Masih di jalanan, etalase pasar dadakan dan pengemis di atas, ternyata mampu menyedot perhatian para muda-mudi, orang tua, maupun anak-anak untuk menyerbu dan mendeklarasikan sebuah ritual bersama yang disebut Ngabuburit. Menjadi suatu legitimasi yang pas buat mereka yang sedang berpacaran untuk khusyuk menikmati suasana sore ramadhan yang romantis itu. Meskipun, kehadiran bulan ramadhan justru seharusnya membuat mereka menjadi lebih mampu menahan diri. Tak apalah jika mereka bisa bersikap sopan, berpenampilan mengesankan, dan berkendara motor dengan santun, sehingga tidak melunturkan kesejukan ramadhan. Namun yang terjadi adalah sebaliknya, melihat penampilan seksi para jamaah ngabuburit itu mungkin membuat sebagian orang merasa puasanya tidak sempurna. Atau melihat mereka ugal-ugalan dalam momotoran, membuat macet, dan bersenandung seenaknya lewat suara bingar knalpot, membuat yang berpuasa harus menutup telinga dan mengelus dada menahan marah. Benar-benar batu ujian bagi yang berpuasa.
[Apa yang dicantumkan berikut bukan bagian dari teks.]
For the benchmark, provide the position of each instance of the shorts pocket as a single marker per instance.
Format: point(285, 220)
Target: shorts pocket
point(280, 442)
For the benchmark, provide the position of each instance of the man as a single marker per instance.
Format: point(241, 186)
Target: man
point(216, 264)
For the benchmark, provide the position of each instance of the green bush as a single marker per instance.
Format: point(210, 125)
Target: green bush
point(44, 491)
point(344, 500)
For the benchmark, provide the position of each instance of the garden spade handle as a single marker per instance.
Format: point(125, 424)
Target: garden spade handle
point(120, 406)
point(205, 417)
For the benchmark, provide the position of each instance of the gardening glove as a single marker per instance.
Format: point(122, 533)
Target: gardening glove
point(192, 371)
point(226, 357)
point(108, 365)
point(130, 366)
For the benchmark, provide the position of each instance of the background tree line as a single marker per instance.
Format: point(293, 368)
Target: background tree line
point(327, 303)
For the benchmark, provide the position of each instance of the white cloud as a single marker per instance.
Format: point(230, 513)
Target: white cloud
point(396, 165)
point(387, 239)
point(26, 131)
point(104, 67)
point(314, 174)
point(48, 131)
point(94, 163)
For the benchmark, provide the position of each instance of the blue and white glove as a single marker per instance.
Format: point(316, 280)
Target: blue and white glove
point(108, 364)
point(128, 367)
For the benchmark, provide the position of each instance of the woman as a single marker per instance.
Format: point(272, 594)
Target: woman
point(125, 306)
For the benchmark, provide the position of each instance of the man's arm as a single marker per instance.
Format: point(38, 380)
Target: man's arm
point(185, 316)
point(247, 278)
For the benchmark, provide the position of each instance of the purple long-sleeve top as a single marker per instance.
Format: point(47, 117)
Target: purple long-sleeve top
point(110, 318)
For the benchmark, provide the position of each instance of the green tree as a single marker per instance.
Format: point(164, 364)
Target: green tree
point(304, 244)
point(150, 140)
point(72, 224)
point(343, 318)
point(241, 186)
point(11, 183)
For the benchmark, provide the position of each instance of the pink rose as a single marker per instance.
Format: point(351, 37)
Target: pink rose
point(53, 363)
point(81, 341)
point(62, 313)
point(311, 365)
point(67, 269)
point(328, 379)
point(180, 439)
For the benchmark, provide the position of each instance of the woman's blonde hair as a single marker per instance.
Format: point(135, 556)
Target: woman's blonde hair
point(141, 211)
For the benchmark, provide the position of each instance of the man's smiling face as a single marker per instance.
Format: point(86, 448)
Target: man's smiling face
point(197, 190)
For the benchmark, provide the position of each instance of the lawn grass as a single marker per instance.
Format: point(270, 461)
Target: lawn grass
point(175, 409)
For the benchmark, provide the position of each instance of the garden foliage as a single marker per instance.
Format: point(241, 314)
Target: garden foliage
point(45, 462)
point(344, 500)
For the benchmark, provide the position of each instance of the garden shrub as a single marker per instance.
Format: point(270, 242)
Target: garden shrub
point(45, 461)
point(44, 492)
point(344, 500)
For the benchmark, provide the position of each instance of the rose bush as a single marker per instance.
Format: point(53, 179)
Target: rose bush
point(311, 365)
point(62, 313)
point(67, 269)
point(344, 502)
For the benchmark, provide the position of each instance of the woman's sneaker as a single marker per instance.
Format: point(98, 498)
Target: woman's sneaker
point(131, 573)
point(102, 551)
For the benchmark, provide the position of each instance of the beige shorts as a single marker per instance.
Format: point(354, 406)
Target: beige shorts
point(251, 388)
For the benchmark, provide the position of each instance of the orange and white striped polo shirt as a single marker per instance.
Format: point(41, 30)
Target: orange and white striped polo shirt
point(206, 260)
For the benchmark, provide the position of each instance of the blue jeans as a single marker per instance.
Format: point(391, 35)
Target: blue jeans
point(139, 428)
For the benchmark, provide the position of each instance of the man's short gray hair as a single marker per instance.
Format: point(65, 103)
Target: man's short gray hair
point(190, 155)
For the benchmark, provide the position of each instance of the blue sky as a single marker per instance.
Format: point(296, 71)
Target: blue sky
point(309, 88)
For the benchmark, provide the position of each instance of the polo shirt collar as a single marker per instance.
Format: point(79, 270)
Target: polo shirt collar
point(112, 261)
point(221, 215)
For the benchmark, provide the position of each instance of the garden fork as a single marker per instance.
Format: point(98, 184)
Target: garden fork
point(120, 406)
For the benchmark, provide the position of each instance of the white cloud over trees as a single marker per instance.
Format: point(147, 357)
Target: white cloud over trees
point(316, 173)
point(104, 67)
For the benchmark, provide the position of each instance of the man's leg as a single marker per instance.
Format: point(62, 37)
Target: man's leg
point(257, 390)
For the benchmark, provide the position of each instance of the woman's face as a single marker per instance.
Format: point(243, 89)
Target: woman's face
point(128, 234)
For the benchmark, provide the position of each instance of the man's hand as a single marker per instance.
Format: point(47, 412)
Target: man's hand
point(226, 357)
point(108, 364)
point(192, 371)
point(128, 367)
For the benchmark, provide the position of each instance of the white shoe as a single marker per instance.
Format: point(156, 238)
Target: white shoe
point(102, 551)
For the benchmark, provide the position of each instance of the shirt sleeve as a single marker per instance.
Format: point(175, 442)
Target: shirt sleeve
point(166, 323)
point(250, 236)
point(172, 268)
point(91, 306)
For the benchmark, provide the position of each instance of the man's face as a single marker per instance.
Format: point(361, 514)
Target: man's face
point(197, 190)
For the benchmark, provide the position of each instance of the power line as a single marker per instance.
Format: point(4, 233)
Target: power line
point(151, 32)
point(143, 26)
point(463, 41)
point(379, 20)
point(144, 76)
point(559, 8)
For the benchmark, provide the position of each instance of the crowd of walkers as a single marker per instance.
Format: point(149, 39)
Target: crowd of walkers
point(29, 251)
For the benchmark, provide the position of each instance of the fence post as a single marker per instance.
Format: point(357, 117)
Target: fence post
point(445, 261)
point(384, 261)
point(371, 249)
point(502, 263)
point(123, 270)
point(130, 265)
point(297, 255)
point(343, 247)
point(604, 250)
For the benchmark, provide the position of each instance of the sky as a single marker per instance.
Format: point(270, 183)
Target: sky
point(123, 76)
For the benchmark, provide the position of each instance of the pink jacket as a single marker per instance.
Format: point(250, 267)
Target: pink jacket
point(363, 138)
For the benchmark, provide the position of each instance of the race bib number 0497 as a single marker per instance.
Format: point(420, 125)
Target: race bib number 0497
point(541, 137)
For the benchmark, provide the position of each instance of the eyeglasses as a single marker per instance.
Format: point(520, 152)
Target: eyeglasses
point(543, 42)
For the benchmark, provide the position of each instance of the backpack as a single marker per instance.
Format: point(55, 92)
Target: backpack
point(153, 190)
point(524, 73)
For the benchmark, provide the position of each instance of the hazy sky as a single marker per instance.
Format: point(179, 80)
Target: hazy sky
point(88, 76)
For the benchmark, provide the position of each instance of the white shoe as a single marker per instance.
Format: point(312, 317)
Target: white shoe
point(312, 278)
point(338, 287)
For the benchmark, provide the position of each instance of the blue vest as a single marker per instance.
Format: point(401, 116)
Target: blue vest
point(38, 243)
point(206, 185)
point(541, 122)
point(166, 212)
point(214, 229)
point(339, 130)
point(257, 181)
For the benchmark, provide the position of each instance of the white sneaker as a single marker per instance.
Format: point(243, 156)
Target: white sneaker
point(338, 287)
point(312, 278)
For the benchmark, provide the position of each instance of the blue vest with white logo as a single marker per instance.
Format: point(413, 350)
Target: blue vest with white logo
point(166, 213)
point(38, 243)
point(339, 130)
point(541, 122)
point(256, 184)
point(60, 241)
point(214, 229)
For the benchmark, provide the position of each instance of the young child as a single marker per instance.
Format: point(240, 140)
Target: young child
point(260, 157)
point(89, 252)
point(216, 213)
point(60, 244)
Geliat khas Ramadhan tidak hanya terjadi di jalanan. Di mall-mall dan pertokoan, gairah ikut meramaikan bulan suci juga menghebohkan. Mulai dari diskon besar-besaran, cuci gudang, banting harga hingga harga bantingan, menjadi headline etalase toko. Produk buruan utamanya adalah pakaian. Tentu saja ini terkait dengan antiklimaks dari bulan Ramadhan nanti adalah Lebaran atau Idul Fitri. Saat dimana setiap umat muslim yang sukses menjalankan ibadah puasanya kembali menjadi bersih laksana bayi yang baru lahir. Sayangnya, simbolisasi kesucian itu adalah baju baru, sepatu baru, cat tembok baru, dan barang serba baru lainnya. Meskipun tidak sepenuhnya salah, akan tetapi konsumerisme di bulan ramadhan dan lebaran, seolah mengurangi makna agung bulan suci yang mengandung spirit keprihatinan. “Ibadah puasa adalah satu-satunya ibadah untuk Tuhan”, begitu kata ustadz. Akan tetapi kita, umat muslim, telah menjadikan bulan milik Tuhan ini sebagai sebuah selebrasi yang memuaskan dahaga konsumsi belaka. Lalu, dimana letak keprihatinan itu?
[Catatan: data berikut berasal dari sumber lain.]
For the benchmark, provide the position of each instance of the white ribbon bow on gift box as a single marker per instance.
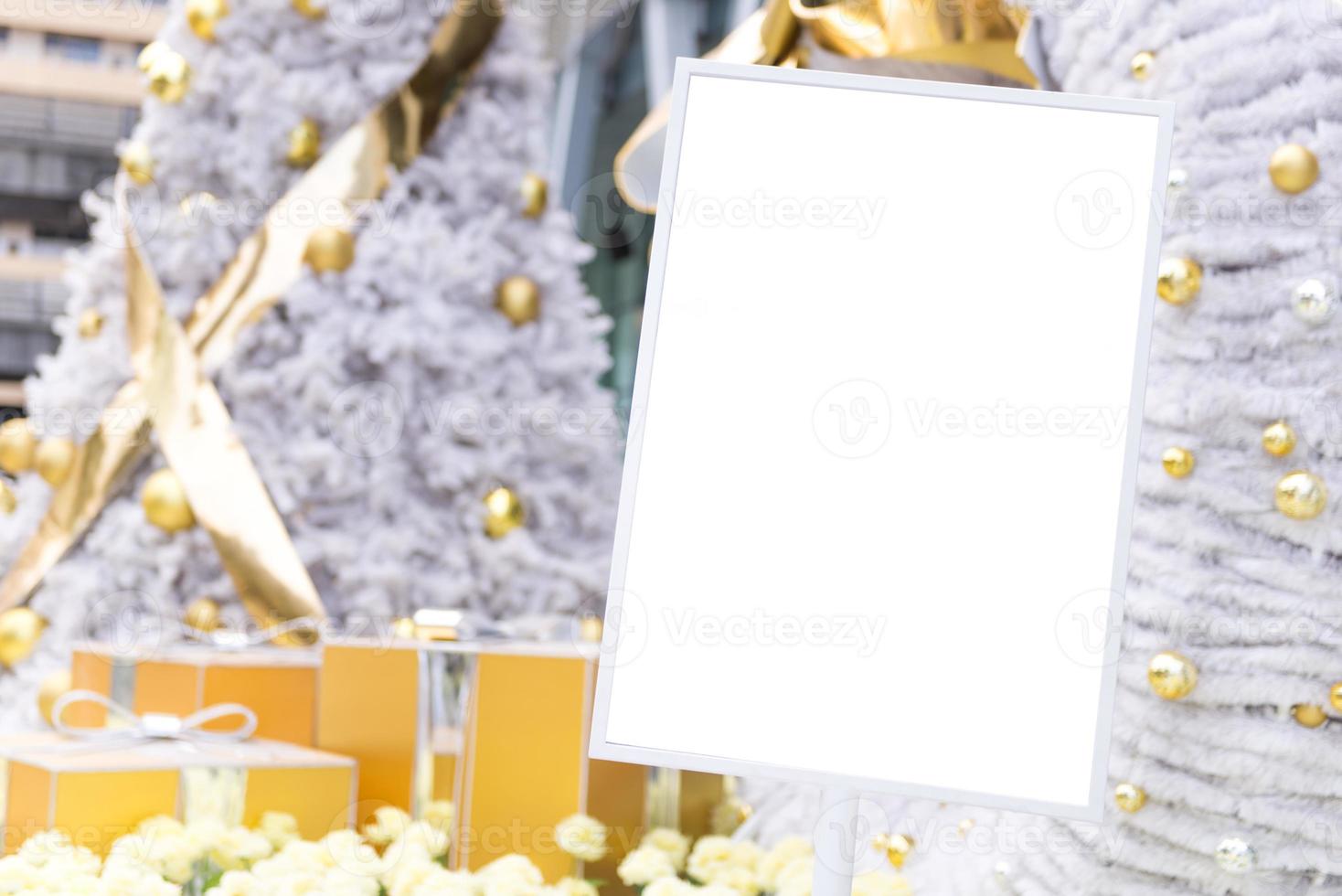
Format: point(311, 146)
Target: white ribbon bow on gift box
point(152, 726)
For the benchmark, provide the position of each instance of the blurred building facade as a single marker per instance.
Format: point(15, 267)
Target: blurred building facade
point(69, 91)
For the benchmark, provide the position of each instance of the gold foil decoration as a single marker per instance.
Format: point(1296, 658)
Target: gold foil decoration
point(909, 37)
point(172, 392)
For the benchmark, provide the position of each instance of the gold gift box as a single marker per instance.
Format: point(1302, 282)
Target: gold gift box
point(499, 729)
point(278, 684)
point(98, 792)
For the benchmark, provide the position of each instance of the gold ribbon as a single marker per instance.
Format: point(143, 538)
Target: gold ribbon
point(969, 34)
point(172, 393)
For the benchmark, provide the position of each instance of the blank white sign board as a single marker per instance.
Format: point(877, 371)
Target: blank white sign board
point(879, 478)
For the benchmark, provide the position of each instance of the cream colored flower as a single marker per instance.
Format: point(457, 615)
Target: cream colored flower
point(670, 887)
point(572, 887)
point(644, 865)
point(441, 813)
point(880, 883)
point(779, 858)
point(280, 827)
point(388, 824)
point(581, 837)
point(670, 841)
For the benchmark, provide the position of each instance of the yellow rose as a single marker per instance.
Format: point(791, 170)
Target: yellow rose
point(670, 841)
point(644, 865)
point(581, 837)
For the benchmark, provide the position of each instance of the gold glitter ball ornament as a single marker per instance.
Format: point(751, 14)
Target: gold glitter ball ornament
point(1294, 168)
point(1301, 496)
point(1172, 675)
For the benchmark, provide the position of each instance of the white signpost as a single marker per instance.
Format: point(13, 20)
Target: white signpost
point(879, 480)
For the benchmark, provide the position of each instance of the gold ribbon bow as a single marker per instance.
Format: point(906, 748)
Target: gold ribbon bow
point(172, 393)
point(911, 37)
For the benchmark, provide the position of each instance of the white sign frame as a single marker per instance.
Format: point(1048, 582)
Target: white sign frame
point(687, 69)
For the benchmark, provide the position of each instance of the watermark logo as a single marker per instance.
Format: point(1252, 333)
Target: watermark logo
point(367, 419)
point(852, 419)
point(1097, 209)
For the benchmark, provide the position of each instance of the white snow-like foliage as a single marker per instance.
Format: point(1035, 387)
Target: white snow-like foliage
point(378, 404)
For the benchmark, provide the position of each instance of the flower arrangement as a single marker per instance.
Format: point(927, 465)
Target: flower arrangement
point(663, 864)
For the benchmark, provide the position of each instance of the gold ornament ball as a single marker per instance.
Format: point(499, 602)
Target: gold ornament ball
point(201, 614)
point(534, 195)
point(54, 687)
point(504, 513)
point(1129, 797)
point(1172, 675)
point(304, 144)
point(1309, 715)
point(149, 54)
point(19, 632)
point(1279, 439)
point(54, 460)
point(1301, 496)
point(1180, 281)
point(169, 77)
point(17, 445)
point(165, 502)
point(91, 324)
point(1178, 462)
point(309, 8)
point(1143, 65)
point(519, 299)
point(329, 249)
point(1294, 168)
point(137, 163)
point(203, 15)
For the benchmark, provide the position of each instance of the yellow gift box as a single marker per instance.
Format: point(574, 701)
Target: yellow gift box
point(278, 684)
point(499, 729)
point(98, 792)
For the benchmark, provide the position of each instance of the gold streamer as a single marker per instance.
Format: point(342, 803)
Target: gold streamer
point(172, 393)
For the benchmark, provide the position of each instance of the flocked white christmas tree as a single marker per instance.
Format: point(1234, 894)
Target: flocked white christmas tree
point(380, 404)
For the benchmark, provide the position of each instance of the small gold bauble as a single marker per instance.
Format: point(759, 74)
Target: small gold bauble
point(1172, 675)
point(137, 163)
point(1294, 168)
point(591, 629)
point(165, 502)
point(169, 75)
point(1129, 797)
point(304, 144)
point(898, 848)
point(54, 460)
point(1143, 65)
point(201, 614)
point(17, 445)
point(329, 249)
point(534, 192)
point(1301, 496)
point(502, 513)
point(1177, 462)
point(19, 632)
point(1279, 439)
point(203, 15)
point(1180, 281)
point(519, 299)
point(54, 687)
point(91, 324)
point(1309, 715)
point(149, 54)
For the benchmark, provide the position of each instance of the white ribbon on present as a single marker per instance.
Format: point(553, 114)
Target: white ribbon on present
point(152, 726)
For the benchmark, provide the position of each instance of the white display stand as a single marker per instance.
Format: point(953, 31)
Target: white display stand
point(883, 444)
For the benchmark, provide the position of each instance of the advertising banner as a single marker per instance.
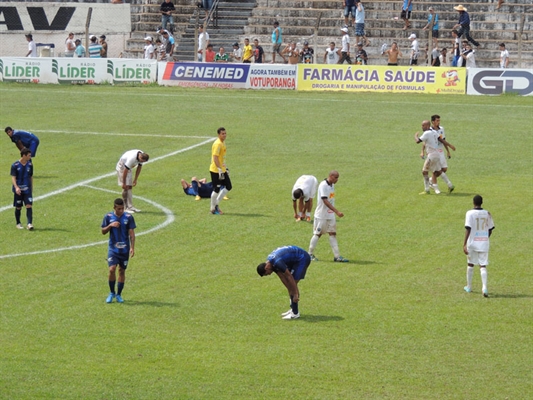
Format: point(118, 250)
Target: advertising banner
point(227, 75)
point(497, 81)
point(389, 79)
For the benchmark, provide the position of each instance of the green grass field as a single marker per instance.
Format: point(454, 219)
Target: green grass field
point(198, 322)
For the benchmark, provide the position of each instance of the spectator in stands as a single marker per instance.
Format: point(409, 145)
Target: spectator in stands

Salah satu bentuk keprihatinan yang diharapkan dari datangnya bulan ramadhan adalah terbangunnya empati kita terhadap sesama yang kurang beruntung. Dari situ lahir tindakan-tindakan yang mencerminkan kesalehan sosial kita sebagai umat ber-Tuhan. Buka bersama dan sahur bersama, mungkin menjadi perekat kembali kehangatan keluarga yang selama ini tercerai-berai akibat rutinitas dan kesibukan. Maka alangkah indahnya, jika momentum Ramdhan ini bisa dioptimalkan menjadi kekuatan untuk mengkaitkan kembali hubungan-hubungan sosial yang selama ini renggang dan terhalang. Si kaya duduk bersama dan berbagi dengan si miskin. Bersua dan bersilaturahmi kembali dengan tetangga. Para atasan ikut turun merasakan keprihatinan bawahannya. Akhirnya, motto “mumpung Ramadhan dan Lebaran kita belanja diskon besar-besaran” sedikit dmi sedikit harus dirubah menjadi “ajang prihatin dalam-dalam, mengencangkan ikat pinggang agar bisa berbagi dengan sesama yang membutuhkan”, mumpung masih Ramadhan.

Semoga Ramadhan tahun ini jauh lebih bermakna dari bulan-bulan sebelumnya.